The residuals were analyzed for outliers and normality (PROC UNIVARIATE, SAS v. 9.4). All data were deemed to be normally distributed. A repeated-measures mixed model (PROC GLIMMIX, SAS) was used with health status, day (repeated measure), and the interaction of health status and day as fixed components, and the matched pair of calves and the interaction of pair and health status as random effects. The autoregressive covariance structure was used in all models, and the Kenward-Roger procedure was used for degrees of freedom approximation. The effect of health status was compared within each day using the SLICE option in SAS. Significance was declared when P < 0.05.

Results

The results of the statistical analyses are provided in Table 2. No effect of NCD was identified on the number of steps (Figure 1.). Daily lying time (h/d), lying bouts (no./d), and lying bout duration (min/bout) for calves with NCD are shown in Figure 2. For lying time, the main effect of health status was significant (F1,56 = 6.68; P < 0.05), as calves with NCD spent less time lying per day than healthy calves (17.8 ± 0.2 vs 18.2 ± 0.2 h/d, respectively). Specifically, when investigating the interaction term of health status and day, calves with NCD spent less time lying on days -3 (F1,224 = 4.16; P < 0.05) than healthy calves.

Table 2.

Summary of behavioral outcomes for either healthy or calves with NCD. Probability level and F-values provided for the fixed effects of health status, day, and the interaction of health status and day.

Healthy NCD SE Heath status Day Health status * day
F-value P-value F-value P-value F-value P-value
Steps1 (steps/d) 1,535 1,572 111 0.20 NS 4.60 < 0.001 0.78 NS
Lying time1 (min/d) 1,093 1,070 10 6.68 < 0.05 4.21 < 0.001 0.68 NS
Lying bouts1 (no./d) 18 21 1 6.02 < 0.05 1.94 < 0.05 1.05 NS
Lying bout duration1 (min/bout) 66 55 3 29.72 < 0.01 1.54 NS 0.66 NS
Open in a new tab
1

Numerator degrees of freedom are 1, 14, and 14 for health status, day, and the interaction for every model.
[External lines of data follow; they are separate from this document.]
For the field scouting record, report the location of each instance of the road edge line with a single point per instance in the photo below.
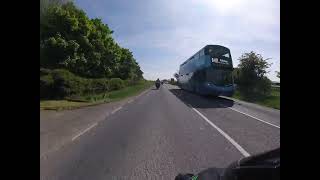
(84, 131)
(232, 141)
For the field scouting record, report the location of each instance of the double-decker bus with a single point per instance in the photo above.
(208, 72)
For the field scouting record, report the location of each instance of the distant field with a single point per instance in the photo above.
(95, 99)
(272, 101)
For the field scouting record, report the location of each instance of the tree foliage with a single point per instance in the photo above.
(70, 40)
(251, 75)
(278, 74)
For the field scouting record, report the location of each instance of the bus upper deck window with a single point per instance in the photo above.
(226, 55)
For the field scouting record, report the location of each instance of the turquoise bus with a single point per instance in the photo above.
(208, 72)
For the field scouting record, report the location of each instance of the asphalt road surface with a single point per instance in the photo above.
(162, 133)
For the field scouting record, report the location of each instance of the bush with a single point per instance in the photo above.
(97, 86)
(116, 84)
(46, 86)
(61, 83)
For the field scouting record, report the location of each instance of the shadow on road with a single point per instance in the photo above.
(198, 101)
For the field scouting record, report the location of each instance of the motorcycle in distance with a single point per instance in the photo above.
(264, 166)
(157, 83)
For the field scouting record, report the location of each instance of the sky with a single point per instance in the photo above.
(164, 33)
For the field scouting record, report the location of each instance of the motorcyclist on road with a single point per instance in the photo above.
(157, 83)
(158, 80)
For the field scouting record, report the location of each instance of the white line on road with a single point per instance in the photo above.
(252, 116)
(93, 125)
(116, 110)
(242, 151)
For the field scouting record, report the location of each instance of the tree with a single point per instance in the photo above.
(252, 80)
(70, 40)
(278, 74)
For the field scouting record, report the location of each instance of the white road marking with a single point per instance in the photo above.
(242, 151)
(116, 110)
(252, 116)
(93, 125)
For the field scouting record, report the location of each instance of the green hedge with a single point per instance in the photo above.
(60, 83)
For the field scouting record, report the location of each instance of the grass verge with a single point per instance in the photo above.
(90, 100)
(272, 101)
Denominator degrees of freedom for steps 37, 223, and 223, lying time 56, 225, and 225, lying bouts 22, 226, and 226, and lying bout duration 30, 226, and 226 for health status, day, and health status * day, respectively. Den df approximated using the Kenward-Roger method.

Figure 1.

Figure 1

Open in a new tab

Daily steps (LSM ± SE) of either healthy or calves with NCD. Day 0 represents the day of disease diagnosis.

Figure 2.

Figure 2

Open in a new tab

Daily lying time (A; LSM ± SE, min), lying bouts (B), and lying bout duration (C; min/bout) for either healthy or calves with NCD. Day 0 represents that day of disease diagnosis. Differences between healthy and calves with NCD: * P < 0.05.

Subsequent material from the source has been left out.